Se satisfaisant des légendes maçonniques (origine opérative, etc.).
Mais la recherche maçonnique ne peut
s’arrêter à l’Histoire. La recherche empirique sur la FM :. N’en est qu’à ses
débuts : qui sont les FF :., quels sont leurs parcours, leurs attentes, leurs
ambitions, leurs espérances ? Chacun d’entre nous a bien sa petite idée, et a
mené sa propre petite enquête sociologique et psychologique sur son entourage,
mais cet empirisme tâtonnant ne peut suffire. Nous savons tous que les LL
rassemblent une majorité de petits-bourgeois, artisans indépendants ou cadres
moyens. Les professions libérales y sont généralement absentes, ainsi que les
travailleurs manuels. Mais cette perception est-elle vraie ? Peut-elle être
avérée par de véritables recherches sociologiques ? On se heurte là au « secret
maçonnique », qui rend ce « fait social total » presque inaccessible aux
questionnaires (la GLSA s’y est essayée, sans grand succès). La FM est «
photophobe » : si elle allume ses propres lumières, elle redoute sa propre mise
en « lumière » par les sciences sociales. La seule méthode qui me semble
adéquate en l’occurrence serait l’entretien approfondi, autant avec des maçons
aguerris que des personnes ayant quitté la FM, d’ailleurs. Presque
nécessairement, ce sont des FF qui devraient mener l’enquête, mais avec une
formation solide de sociologie et de technique d’entretien. Et on arrive alors
à la question de droit : pourquoi vouloir « connaître » la FM ? La première
réponse est spécifique à la conduite de la FM elle-même : depuis Platon et
Auguste Comte, il est admis que les sociétés devraient être dirigées par la
connaissance plutôt que les préjugés. L’autre réponse porte sur la
communication sociale en général : le complotisme ambiant ne serait pas dissipé
par une meilleure connaissance de la FM, mais les citoyens de bonne foi
pourraient trouver une réponse à leurs inquiétudes.

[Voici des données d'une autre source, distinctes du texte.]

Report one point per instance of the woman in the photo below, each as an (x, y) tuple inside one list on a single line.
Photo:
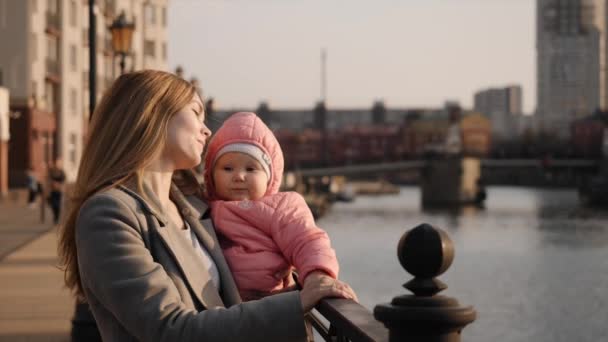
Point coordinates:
[(144, 255)]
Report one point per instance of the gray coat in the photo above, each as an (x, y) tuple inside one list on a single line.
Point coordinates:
[(143, 282)]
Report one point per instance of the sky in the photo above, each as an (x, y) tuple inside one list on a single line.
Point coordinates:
[(407, 53)]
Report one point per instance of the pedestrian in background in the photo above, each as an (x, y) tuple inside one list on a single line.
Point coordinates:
[(33, 187), (56, 187)]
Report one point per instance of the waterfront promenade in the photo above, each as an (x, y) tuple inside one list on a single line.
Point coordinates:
[(34, 305)]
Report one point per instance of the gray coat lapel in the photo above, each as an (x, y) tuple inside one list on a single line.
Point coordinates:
[(184, 254), (205, 231)]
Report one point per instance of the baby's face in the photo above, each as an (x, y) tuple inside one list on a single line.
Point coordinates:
[(237, 177)]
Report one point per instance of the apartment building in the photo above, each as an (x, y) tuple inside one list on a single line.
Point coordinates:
[(571, 62), (503, 106), (44, 63)]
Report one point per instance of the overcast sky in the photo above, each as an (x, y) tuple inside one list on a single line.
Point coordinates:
[(409, 53)]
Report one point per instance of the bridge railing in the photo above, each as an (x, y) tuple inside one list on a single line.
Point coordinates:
[(425, 252)]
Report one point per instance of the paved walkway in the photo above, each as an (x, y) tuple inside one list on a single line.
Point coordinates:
[(34, 305)]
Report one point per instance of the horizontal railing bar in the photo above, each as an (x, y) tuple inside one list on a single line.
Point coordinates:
[(352, 320), (418, 164), (319, 326)]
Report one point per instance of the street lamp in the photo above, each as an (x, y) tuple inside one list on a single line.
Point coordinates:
[(122, 34)]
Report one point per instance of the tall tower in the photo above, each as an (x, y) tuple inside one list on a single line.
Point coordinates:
[(571, 59)]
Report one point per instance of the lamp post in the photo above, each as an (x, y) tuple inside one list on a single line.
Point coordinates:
[(122, 34)]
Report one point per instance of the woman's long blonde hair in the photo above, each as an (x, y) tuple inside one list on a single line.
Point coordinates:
[(128, 130)]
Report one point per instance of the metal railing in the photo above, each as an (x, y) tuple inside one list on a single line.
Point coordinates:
[(425, 252), (349, 321)]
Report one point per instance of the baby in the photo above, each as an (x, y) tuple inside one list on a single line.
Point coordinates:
[(264, 233)]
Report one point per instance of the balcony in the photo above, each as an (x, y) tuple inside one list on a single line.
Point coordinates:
[(53, 26), (52, 70), (109, 9)]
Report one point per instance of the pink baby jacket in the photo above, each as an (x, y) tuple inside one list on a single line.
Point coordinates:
[(265, 237)]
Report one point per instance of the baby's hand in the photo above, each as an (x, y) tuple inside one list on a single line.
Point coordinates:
[(282, 274)]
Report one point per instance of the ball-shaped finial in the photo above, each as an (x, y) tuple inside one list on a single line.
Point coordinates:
[(425, 251)]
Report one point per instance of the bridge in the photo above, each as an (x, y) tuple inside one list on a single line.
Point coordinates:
[(457, 180), (375, 168)]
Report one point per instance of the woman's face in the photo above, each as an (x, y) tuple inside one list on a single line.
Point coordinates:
[(186, 136)]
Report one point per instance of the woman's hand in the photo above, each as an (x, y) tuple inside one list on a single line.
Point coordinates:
[(318, 285)]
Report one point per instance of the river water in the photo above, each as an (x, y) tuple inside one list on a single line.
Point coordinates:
[(533, 263)]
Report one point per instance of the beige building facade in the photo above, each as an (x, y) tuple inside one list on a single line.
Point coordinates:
[(44, 63)]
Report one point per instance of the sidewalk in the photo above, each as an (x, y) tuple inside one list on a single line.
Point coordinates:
[(34, 305)]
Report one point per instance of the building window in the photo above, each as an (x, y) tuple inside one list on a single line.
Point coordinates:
[(149, 48), (73, 101), (51, 47), (49, 96), (73, 147), (85, 36), (3, 14), (52, 6), (85, 80), (150, 13), (73, 57), (33, 46), (73, 13), (34, 92)]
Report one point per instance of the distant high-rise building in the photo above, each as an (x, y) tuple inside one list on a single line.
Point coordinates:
[(503, 106), (506, 100), (44, 62), (571, 61)]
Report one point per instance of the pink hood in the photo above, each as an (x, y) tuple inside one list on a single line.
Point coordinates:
[(245, 127)]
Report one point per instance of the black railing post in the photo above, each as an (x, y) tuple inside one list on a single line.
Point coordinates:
[(425, 252)]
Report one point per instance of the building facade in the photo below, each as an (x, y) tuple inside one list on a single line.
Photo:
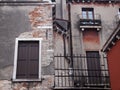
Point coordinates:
[(55, 44), (111, 48)]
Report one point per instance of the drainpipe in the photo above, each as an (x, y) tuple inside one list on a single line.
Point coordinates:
[(70, 36)]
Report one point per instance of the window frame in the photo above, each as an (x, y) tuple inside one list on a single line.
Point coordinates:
[(16, 58), (88, 11)]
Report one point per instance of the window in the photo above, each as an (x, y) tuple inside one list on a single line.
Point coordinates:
[(27, 60), (87, 13), (93, 65)]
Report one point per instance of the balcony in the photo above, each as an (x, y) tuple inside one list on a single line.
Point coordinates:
[(94, 22), (88, 1), (83, 75)]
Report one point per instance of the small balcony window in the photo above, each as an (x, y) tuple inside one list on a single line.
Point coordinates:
[(88, 19)]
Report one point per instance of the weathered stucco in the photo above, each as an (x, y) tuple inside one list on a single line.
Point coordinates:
[(25, 22)]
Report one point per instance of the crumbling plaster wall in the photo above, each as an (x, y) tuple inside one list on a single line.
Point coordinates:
[(107, 12), (25, 22)]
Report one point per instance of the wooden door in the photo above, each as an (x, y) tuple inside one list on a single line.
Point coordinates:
[(28, 60)]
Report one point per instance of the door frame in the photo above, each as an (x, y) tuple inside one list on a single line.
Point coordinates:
[(16, 57)]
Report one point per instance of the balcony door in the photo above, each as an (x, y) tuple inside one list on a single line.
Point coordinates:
[(93, 65), (87, 13)]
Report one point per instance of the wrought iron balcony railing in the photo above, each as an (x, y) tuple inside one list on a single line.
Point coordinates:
[(94, 20), (87, 73), (102, 1)]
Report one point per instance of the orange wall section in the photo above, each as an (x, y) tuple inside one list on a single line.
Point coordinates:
[(114, 66)]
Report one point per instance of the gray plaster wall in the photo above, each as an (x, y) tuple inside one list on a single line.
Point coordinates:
[(15, 22), (107, 12)]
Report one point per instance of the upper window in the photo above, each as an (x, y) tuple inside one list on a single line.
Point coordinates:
[(87, 13), (27, 65)]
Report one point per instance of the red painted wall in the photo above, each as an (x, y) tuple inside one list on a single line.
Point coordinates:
[(114, 66)]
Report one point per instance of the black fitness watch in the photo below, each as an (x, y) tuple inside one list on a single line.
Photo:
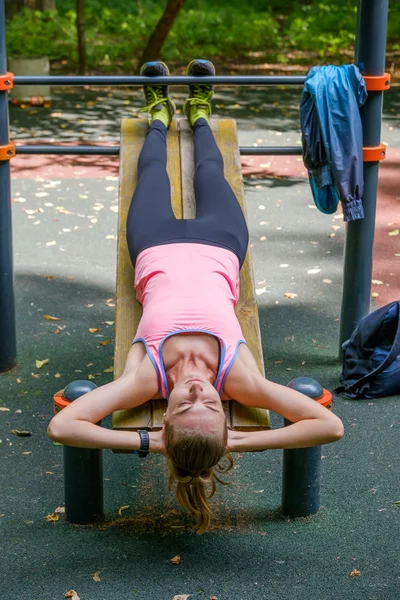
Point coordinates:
[(144, 444)]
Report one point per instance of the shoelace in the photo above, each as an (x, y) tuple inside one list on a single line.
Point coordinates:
[(154, 98)]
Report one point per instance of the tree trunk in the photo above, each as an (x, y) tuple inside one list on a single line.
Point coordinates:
[(80, 28), (160, 34)]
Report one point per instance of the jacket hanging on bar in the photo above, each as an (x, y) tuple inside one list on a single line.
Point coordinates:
[(332, 138)]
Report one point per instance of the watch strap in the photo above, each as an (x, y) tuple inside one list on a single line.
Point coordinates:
[(144, 443)]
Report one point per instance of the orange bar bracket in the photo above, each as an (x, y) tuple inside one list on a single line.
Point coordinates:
[(375, 153), (7, 151), (377, 83), (6, 81)]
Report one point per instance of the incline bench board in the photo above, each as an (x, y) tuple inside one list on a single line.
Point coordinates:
[(128, 310)]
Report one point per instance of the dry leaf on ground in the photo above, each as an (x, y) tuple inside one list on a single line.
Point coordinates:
[(41, 363), (72, 594), (21, 432), (52, 518)]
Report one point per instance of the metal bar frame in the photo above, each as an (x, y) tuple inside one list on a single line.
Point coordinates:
[(370, 49), (114, 150), (372, 19)]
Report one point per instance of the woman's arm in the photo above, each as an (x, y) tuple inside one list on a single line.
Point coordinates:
[(76, 425), (312, 424)]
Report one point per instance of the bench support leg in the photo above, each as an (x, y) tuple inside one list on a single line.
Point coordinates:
[(301, 481), (83, 485)]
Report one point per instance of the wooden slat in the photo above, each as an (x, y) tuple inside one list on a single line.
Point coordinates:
[(180, 168), (242, 417)]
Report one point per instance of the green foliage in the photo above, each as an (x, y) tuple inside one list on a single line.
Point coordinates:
[(117, 30), (326, 28)]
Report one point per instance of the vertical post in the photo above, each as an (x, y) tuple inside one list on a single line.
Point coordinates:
[(8, 349), (370, 51)]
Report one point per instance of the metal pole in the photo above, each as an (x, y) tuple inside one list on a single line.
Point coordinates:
[(8, 346), (370, 56), (114, 150), (83, 472), (301, 468), (170, 80)]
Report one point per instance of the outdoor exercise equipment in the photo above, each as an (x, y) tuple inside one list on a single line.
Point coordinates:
[(372, 25), (370, 50), (83, 467), (301, 473)]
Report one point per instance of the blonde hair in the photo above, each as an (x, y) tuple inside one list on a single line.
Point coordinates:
[(193, 459)]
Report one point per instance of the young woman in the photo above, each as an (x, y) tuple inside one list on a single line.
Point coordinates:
[(189, 347)]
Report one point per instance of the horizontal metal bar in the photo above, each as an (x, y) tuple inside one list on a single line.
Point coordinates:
[(172, 80), (114, 150), (101, 150)]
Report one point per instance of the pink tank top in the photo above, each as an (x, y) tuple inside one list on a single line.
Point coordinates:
[(188, 288)]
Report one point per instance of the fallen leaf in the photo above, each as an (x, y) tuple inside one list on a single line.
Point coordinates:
[(21, 432), (121, 509), (41, 363), (72, 594), (52, 518), (313, 271)]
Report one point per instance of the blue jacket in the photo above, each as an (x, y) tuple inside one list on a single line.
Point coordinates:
[(332, 137)]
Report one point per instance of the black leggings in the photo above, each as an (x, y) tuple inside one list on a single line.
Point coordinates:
[(219, 219)]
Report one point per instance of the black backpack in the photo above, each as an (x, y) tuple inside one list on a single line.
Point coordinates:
[(371, 357)]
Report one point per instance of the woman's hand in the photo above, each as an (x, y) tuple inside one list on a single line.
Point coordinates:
[(157, 442)]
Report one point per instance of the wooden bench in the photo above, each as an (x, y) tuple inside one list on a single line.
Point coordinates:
[(128, 310)]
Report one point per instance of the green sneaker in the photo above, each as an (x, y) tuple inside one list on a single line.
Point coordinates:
[(159, 104), (197, 105)]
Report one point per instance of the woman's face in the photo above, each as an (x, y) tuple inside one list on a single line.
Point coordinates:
[(195, 403)]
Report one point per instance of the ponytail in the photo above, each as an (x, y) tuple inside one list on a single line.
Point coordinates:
[(194, 459)]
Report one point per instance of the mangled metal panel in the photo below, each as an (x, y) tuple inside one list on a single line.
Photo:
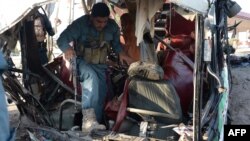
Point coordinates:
[(13, 11), (200, 6)]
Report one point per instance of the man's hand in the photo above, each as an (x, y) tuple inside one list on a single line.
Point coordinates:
[(69, 53), (125, 58)]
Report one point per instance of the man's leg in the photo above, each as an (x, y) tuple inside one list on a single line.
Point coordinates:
[(92, 94)]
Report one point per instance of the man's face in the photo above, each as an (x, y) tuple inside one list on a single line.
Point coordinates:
[(99, 22)]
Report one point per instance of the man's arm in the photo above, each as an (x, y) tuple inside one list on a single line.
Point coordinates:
[(117, 47)]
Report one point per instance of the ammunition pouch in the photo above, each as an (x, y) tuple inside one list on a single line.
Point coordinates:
[(96, 55)]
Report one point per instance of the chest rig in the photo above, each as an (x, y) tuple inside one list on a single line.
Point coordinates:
[(95, 50)]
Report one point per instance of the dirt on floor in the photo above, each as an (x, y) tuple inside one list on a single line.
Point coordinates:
[(239, 103)]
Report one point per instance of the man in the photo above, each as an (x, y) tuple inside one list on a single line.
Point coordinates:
[(93, 35), (42, 26)]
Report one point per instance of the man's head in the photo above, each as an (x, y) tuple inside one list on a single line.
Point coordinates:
[(99, 15)]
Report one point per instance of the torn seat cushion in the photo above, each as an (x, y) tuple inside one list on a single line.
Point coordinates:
[(146, 70), (158, 96)]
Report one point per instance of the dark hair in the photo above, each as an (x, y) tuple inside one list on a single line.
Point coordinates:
[(100, 10)]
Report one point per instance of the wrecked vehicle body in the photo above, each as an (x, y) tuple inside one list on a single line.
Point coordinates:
[(190, 85)]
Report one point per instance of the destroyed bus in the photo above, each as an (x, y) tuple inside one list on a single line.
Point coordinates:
[(177, 88)]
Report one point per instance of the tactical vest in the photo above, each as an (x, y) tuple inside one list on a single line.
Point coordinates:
[(97, 50)]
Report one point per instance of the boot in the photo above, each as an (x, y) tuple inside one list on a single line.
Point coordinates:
[(89, 122)]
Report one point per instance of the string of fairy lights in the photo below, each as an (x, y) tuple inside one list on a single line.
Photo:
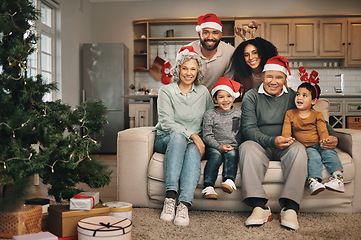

Mais ni l’Histoire ni les enquêtes
empiriques ne peuvent résumer toute la recherche maçonnique : il restera
toujours une exigence de conceptualisation, d’origine philosophique, en
référence aux grandes œuvres des sciences humaines, qui ne demande ni plongée
dans les archives ni grands moyens d’investigation. Je voudrais vous en
présenter un petit exemple, à propos de la notion de « sacré ». Pour l’Histoire
et science des religions, l’immense mérite de Mircea Eliade (1907-1986) est
d’avoir ramené le divin dans le monde, aux confins duquel la métaphysique et la
théologie l’avaient relégué à force d’insister sur l’Altérité, sous tous ses
modes et à toutes ses sauces. Dieu ainsi revient au centre du village, et cesse
de hanter le début et la fin du monde. Si les mythes racontent les
commencements, c’est au cœur des énigmes familières du quotidien. Certes,
Mircea Eliade avait rassemblé une immense documentation, mais c’est les paysans
de son enfance roumaine qu’il a retrouvés sur les chemins du sacré. On pourrait
même dire que tout individu est pris dans les réseaux de sacralisation de ses
proches et de son environnement. Le sacré se présente comme l’Autre au cœur du
Même : il demande un autre espace (la L :.), un autre temps (de midi à minuit),
un autre langage (le rituel), d’autres gestes et d’autres vêtures. La
construction de cet espace sacré est alors consacré par l’annonce citée du VMEC
: « Nous ne sommes plus dans le monde profane ».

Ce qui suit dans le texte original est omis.